A ‘disposal order’ was issued for Stella Blue, a Rottweiler that “nipped” a police officer during a confrontation at the dog owner’s home.  Eight months after Stella Blue was seized, the owner created an animal trust under New York law, the property of which consisted of $100 to be used for the care of Stella Blue and another of the owner’s Rottweilers.  Ten days later, the trustee of the trust sued claiming that the Connecticut statute under which the dogs were seized was “overbroad, vague, and facially and as applied unconstitutional” because it permitted the dogs to be “arbitrarily, capriciously, illegally, and unconstitutionally deprived from the Trust.”  How’d the trustee fare?

Not well.  The problem was that the trustee didn’t hold a property interest in the dogs that allowed her to sue over the Connecticut law.  All the trustee held an interest in was the $100 placed in trust for the care of the dogs.  The $100 was trust property and the dogs were trust beneficiaries.  The fact that the trust also purportedly allowed the trustee to place the dogs for adoption or bring suit did not matter because those powers do not create a possessory interest in the dogs.  Nor did the trustee’s claim that she held a “possessory interest” in the dogs pass muster because the court found that the trustee never sought to exercise dominion or control over the dogs.

The federal court also found that the trust was not valid under New York law.  The court determined that New York’s pet trust law only permits such trusts to take effect upon the death of the pet owner.  In other words, the court found that inter vivos pet trusts are not permitted under New York law.

Obviously, the validity of inter vivos pet trusts may vary based on the specific statutes of each state, but it is significant that a Connecticut federal court found that New York law does not allow such trusts, especially since the New York City Bar Association made reference to the possibility of inter vivos animal trusts when it supported a 2010 amendment to New York’s pet trust law.

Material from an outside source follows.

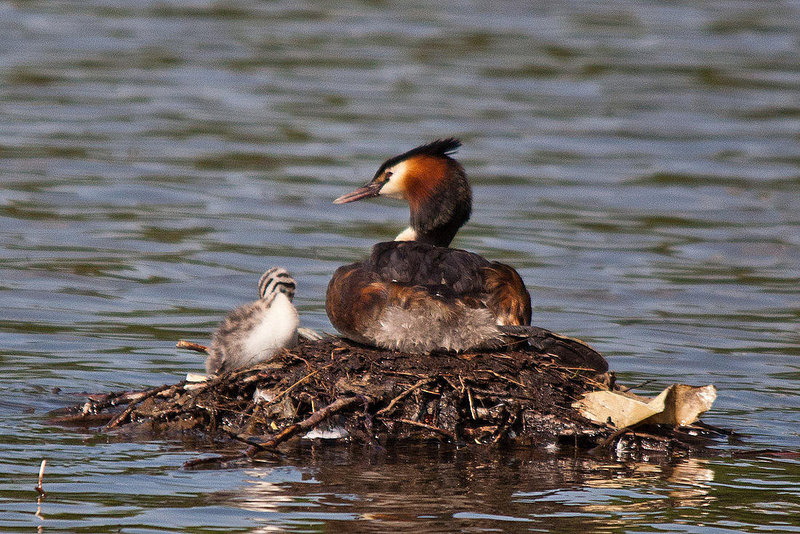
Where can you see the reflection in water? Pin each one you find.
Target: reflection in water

Another take away from this case is that pet trusts are meant for the care of companion animals, not to hold the animals themselves as property in the trust.  Now, that isn’t to say that the pets themselves, as personal property, couldn’t be held in trust.  But Mittasch v. Reviczky gets us thinking about whether trusts can be used as a way to circumvent breed-specific statutes or ordinances, at least to the extent that those laws merely prohibit someone from “owning” a certain breed.